Investors are acting too. Norges Bank Investment Management (NBIM) is the largest single owner in the world’s stock markets as the manager of Norway’s sovereign wealth fund. Last month it asked companies that have an impact or dependency on ecosystems and biodiversity to “integrate these considerations in their governance structure, strategy, risk management, measurement and reporting.” The NBIM fund manages US $1.3 trillion in investments. Its guidance sends a signal to companies that leading investors will put increasing pressure on them to act on biodiversity.

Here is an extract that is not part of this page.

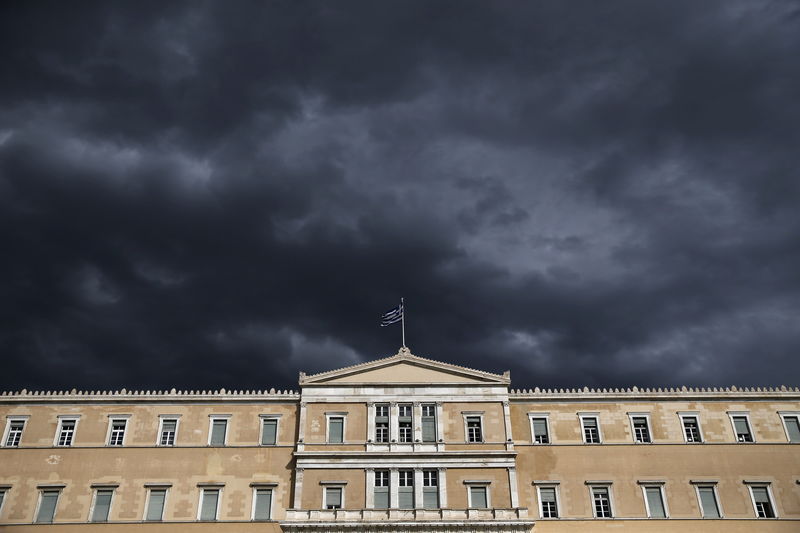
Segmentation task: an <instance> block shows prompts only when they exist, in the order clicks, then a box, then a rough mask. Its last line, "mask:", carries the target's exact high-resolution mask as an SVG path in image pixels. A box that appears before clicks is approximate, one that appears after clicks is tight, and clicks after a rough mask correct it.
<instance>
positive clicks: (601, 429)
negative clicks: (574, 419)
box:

BlackRock is also demanding companies do more to protect the environment from deforestation and biodiversity loss. In guidelines published in March, the world’s largest asset manager said it was ready to use its vote in shareholder meetings to stop damage to the natural world. In 2020, it backed a resolution at Procter & Gamble calling on the consumer goods giant to report on its efforts to reduce forest loss in its palm oil production. But BlackRock still has a way to go to show that it is implementing this approach across all of its operations. In this year’s Forest 500 report, the financial giant was called out for ignoring tropical deforestation in their public policies. It is yet to be seen if strong words on biodiversity translate to action in their boardroom.

Political leadership

While some organisations are demonstrating leadership on biodiversity, voluntary efforts from financial institutions and companies on their own will not be enough. Deforestation in the Brazilian Amazon is at its highest level in a decade. Each tree lost pushes the world’s largest rainforest closer to the tipping point when it ceases to become a carbon sink and turns into a carbon source itself. Healthy trees absorb carbon, but when they are destroyed they release it. Deforestation around the world accounts for nearly 12% of global greenhouse gas emissions. 

So political leaders must also show individual leadership; it is not sufficient to wait for a  global biodiversity deal to be agreed next year. Mandatory due diligence legislation in Europe, for example, is long overdue. 

Strong laws and targets by individual nations would show real leadership, yet EU proposals promised earlier this year have been delayed. Laws being debated in the UK currently don’t go far enough because financial institutions are exempt. The EU and the UK need their due diligence laws to set an example.

Ultimately, the biodiversity crisis will not be solved by companies, financial institutions or governments acting alone. This is why reaching a global biodiversity agreement matters. The IUCN congress in Marseille is a good place to start. Bringing together decision makers from government, civil society, indigenous peoples, business, and academia, it aims to drive action to conserve the environment. Then a Paris-style agreement in China at COP 15 would set the agenda for all national governments and could provide momentum and clarity for companies and financial institutions.

Last August, UK Prime Minister, Boris Johnson, called for an end to “the massacre of the forests.” Positive action at COP 15 would have helped point the world in the right direction towards that ambition. But while we wait for a Paris -style target for nature, companies, financial institutions and governments must take positive steps on their own.